A new method to analyze δ15N of phenylalanine and glutamic acid to reconstruct spatial and temporal variations in N sources and trophic structures

Lin Zhang, Texas A&M University Corpus Christi, Corpus Christi, TX, United States, Charlotte Wing Man Lee, Texas A&M University-Corpus Christi, Corpus Christi, United States, Chongxiao Ji, Texas A&M University Corpus Christi, Corpus Christi, United States, Rupsa Roy, University of Massachusetts Dartmouth, New Bedford, MA, United States, Ava Kreider-Mueller, University of Massachusetts Dartmouth, School for Marine Science and Technology, New Bedford, MA, United States and Mark A Altabet, Univ Massachusetts Darmouth, New Bedford, United States
Compound-specific nitrogen (N) isotope analysis (δ15N) of individual amino acids (AA) is a powerful tool for tracing N source, N utilization patterns, and trophic fractionation in biogeochemical cycles and foodwebs. The δ15N of phenylalanine (Phe) retains the baseline δ15N values, decoupled from the effects of trophic transfer, while glutamic acid (Glu) demonstrates significant 15N enrichment with each trophic transfer. The δ15N of Glu and Phe in one single sample can thus yield information of both the N source and trophic position, which provides a better interpretive power than bulk δ15N.

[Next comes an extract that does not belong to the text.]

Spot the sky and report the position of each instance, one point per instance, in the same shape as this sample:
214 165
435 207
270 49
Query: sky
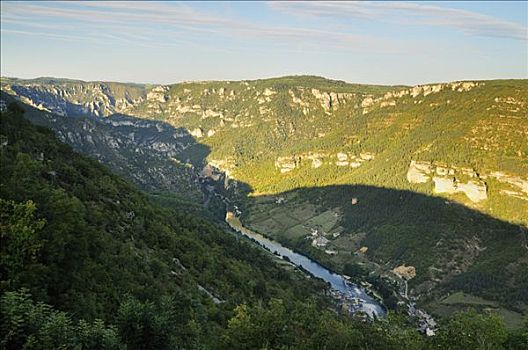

We developed a method using Ion Exchange Chromatography –Pulsed Amperometric Detector to separate and collect underivatized AAs. Collected AAs are directly oxidized to nitrite by hypochlorite, which skips the evaporation to dryness step required by the Gas Chromatography-Combustion-Isotopic Ratio Mass Spectrometry (GC-C-IRMS) approach. Hypochlorite specifically oxidize the amino-N only, greatly reducing the potential interferences from other N species. Resulted nitrite can be converted to N2O via azide and δ15 N2O is measured using Purge Trap-IRMS. Our method can analyze 17 AAs with high precision (<±0.5‰). The accuracy of our method was tested by analyzing 4 individual glutamic acid standards (USGS 40 and 41a) and 4 in-house phenylalanine standards with a wide range of δ15N at natural abundance levels. Their δ15N values measured by our method are linearly correlated with the values provided by USGS with slopes of 1, proving that δ15N can be retained with high reliability after multi-preparation steps. This method allows a precise and sensitive δ15N measurement of most amino acids, especially the two important “source (Phe)” and “trophic (Glu)” AAs. Gulf of California, Equatorial Pacific, and Sargasso Sea have different spatial and temporal N sources and utilization patterns caused by wind-driven upwelling and/or El Niño. Analyzing the δ15N of Phe and Glu in sinking particles and sediments in these regions allow to reconstruct the variations of N sources and trophic structures.